Tandem use of costimulatory domains can provide improved signal transduction as well as compensate for the deficiencies of a single domain. Thus, it was shown that the use of the CD28 domain alone could not sustain prolonged growth, activity, and survival of T cells (269). The OX40 domain (CD134), which is expressed after T cell activation following antigen and CD28 stimulation, is required for ongoing proliferation and cytokine production (280, 281). It is also noted that the replacement of OX40 with the 4-1BB domain or ligand can reduce or prevent AICD and/or PD-1-mediated suppression (266). It was shown that GD2.CD28.OX40z T cells resulted in maximal NF-κB activation associated with increased and prolonged proliferation and enhanced cytokine release compared with the inclusion of CD28 or OX40 alone (282). However, in another study, GD2.CD28.OX40z secreted less INFγ and IL2 after 30+ days, and their phenotype correlated with exhaustion status compared to GD2.4-1BB.CD28z (283). Phosphoproteomic analysis also showed that GD2.CD28.OX40z had the highest number of phosphorylation sites, suggesting that the cells were overstimulated. The ICOS domain (a member of the CD28 family) can also be added to the CAR construct to enhance the antitumor activity of CD8+ T cells by differentiating CD4+ T cells into the Th1/Th17 phenotype (284). In addition, the ICOS domain has a better effect on CAR-T survival compared to CD28 and also complements the function of the 4-1BB domain, including reducing tonic signaling (284), which likely contributed to the better persistence and antitumor activity of GD2 CAR-T cells in vivo (285). At the same time, combined stimulation of CD28 and 4-1BB may contribute to cytokine storm due to forced stimulation of CD28 (286). However, for third-generation GD2 CAR-T cells, the combination of CD28 and 4-1BB domains is the most optimal. 4-1BB signaling promotes the restoration of CD28-induced depletion and the most homogeneous distribution of CARs on the cell surface, with GD2.4-1BB.CD28z exhibiting effective antitumor activity in vivo (283). For virus-specific CAR-T cells, it was shown that the most optimal domain is CD28, as GD2.CD28z better supports the TCR function (287).
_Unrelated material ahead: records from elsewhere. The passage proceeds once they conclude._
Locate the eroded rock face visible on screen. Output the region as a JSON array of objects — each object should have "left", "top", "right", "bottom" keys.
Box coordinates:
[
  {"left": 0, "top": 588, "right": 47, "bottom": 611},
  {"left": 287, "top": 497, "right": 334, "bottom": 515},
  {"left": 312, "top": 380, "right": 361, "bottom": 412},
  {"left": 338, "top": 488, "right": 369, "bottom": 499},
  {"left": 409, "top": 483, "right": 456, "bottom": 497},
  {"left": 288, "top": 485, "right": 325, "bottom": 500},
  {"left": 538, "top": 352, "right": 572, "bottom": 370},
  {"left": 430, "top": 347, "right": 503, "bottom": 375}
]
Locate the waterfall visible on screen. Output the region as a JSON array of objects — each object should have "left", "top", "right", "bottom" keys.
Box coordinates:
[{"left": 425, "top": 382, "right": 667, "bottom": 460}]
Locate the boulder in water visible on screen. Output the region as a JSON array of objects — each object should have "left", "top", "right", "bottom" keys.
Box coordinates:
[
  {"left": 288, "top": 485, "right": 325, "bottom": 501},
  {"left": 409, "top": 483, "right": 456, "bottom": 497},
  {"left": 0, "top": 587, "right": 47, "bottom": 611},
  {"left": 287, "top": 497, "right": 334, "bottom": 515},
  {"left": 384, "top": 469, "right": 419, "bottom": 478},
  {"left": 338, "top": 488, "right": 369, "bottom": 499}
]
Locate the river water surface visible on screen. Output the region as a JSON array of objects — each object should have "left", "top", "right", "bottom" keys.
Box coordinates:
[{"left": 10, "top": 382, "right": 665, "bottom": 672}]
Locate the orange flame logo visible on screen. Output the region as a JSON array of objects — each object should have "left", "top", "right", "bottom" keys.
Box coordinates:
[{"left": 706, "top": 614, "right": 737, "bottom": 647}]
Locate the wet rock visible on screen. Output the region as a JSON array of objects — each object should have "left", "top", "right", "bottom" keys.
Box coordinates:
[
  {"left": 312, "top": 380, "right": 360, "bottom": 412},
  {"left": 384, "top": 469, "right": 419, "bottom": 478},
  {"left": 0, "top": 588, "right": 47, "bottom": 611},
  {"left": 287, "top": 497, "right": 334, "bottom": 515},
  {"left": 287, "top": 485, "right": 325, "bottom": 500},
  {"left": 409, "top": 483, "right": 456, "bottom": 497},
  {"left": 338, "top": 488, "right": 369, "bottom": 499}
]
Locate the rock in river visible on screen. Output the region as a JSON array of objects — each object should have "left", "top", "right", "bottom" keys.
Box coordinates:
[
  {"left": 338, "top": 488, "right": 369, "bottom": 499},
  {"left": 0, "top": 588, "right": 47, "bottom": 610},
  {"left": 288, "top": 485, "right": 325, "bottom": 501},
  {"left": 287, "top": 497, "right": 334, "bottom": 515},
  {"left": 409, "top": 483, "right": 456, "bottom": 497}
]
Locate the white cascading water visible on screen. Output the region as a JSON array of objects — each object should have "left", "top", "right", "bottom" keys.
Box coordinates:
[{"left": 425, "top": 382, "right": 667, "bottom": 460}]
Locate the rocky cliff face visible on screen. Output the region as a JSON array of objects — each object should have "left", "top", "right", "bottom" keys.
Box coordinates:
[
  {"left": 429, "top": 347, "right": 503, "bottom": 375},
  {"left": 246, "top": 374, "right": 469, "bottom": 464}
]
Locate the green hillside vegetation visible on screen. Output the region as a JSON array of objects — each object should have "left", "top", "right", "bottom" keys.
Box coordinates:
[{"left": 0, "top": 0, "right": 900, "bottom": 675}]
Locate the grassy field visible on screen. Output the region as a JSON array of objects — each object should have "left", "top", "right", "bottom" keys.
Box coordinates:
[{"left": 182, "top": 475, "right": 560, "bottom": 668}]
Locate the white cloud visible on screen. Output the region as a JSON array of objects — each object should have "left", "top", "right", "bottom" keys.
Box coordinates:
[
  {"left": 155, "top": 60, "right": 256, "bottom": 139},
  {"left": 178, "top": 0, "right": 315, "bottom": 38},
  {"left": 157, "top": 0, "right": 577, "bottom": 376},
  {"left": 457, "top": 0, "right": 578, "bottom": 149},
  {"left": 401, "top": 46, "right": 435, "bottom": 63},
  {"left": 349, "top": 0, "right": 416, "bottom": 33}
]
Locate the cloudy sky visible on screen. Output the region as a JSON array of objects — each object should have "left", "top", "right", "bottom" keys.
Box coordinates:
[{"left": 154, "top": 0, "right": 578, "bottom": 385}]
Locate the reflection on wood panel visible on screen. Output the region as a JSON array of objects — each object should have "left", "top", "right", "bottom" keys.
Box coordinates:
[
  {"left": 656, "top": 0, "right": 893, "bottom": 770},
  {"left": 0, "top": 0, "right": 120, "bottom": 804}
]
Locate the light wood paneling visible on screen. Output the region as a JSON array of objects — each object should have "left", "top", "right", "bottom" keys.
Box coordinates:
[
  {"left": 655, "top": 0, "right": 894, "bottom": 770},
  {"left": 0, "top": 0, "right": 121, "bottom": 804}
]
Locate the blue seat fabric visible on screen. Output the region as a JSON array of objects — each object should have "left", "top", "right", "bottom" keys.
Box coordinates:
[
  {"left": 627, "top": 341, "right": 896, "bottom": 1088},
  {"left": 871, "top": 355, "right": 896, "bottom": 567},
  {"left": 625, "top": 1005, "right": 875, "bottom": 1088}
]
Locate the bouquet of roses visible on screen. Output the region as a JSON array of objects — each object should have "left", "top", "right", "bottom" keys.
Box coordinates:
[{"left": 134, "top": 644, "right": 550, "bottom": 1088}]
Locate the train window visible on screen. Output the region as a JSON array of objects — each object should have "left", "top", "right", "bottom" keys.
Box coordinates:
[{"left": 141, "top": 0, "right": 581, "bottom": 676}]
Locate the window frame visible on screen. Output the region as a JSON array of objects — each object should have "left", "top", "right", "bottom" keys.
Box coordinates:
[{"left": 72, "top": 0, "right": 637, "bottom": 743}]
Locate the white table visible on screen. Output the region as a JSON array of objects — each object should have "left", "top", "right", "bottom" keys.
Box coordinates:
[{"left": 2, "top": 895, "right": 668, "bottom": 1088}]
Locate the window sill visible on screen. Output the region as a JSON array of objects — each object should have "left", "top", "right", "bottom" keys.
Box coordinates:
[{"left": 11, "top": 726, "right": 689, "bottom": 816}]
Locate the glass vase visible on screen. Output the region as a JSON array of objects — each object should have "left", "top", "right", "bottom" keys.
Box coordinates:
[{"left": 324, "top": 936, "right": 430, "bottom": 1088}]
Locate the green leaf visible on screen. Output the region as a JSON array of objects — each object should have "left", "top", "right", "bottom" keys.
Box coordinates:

Chimeric TCR signaling is more efficient when mediated by the ξ-chain compared to the γ-chain FcϵRI (270). The choice of the variable fragment is dictated by the conditions of optimal affinity and high specificity of antigen recognition; therefore, ch14.18 is often used as scFv. However, scFv derived from 14g2a causes rapid depletion of GD2.CAR-T cells due to tonic signaling during ex vivo expansion (277). A humanized antibody can be used as a substitute for ch14.18. Thus, it was shown that scFv derived from the humanized antibody KM8138 did not cause anti-idiotypic rejection of CAR-T cells with preservation of their functional activity (288). In addition, scFv derived from hu3F8 allowed CAR-T cells to better target the tumor and promoted increased cytolytic activity compared to scFv based on mAbs CE7 and 14g2a (289, 290). It was also reported that the inclusion of a mutation in the spacer Fc domain avoided off-target toxicity by reducing high-affinity FcγR binding (280), as it can prevent binding to γ receptors of immune cells (291). In a preclinical model, this strategy provokes high neurotoxicity despite high in vivo efficacy (265, 292), making it not feasible.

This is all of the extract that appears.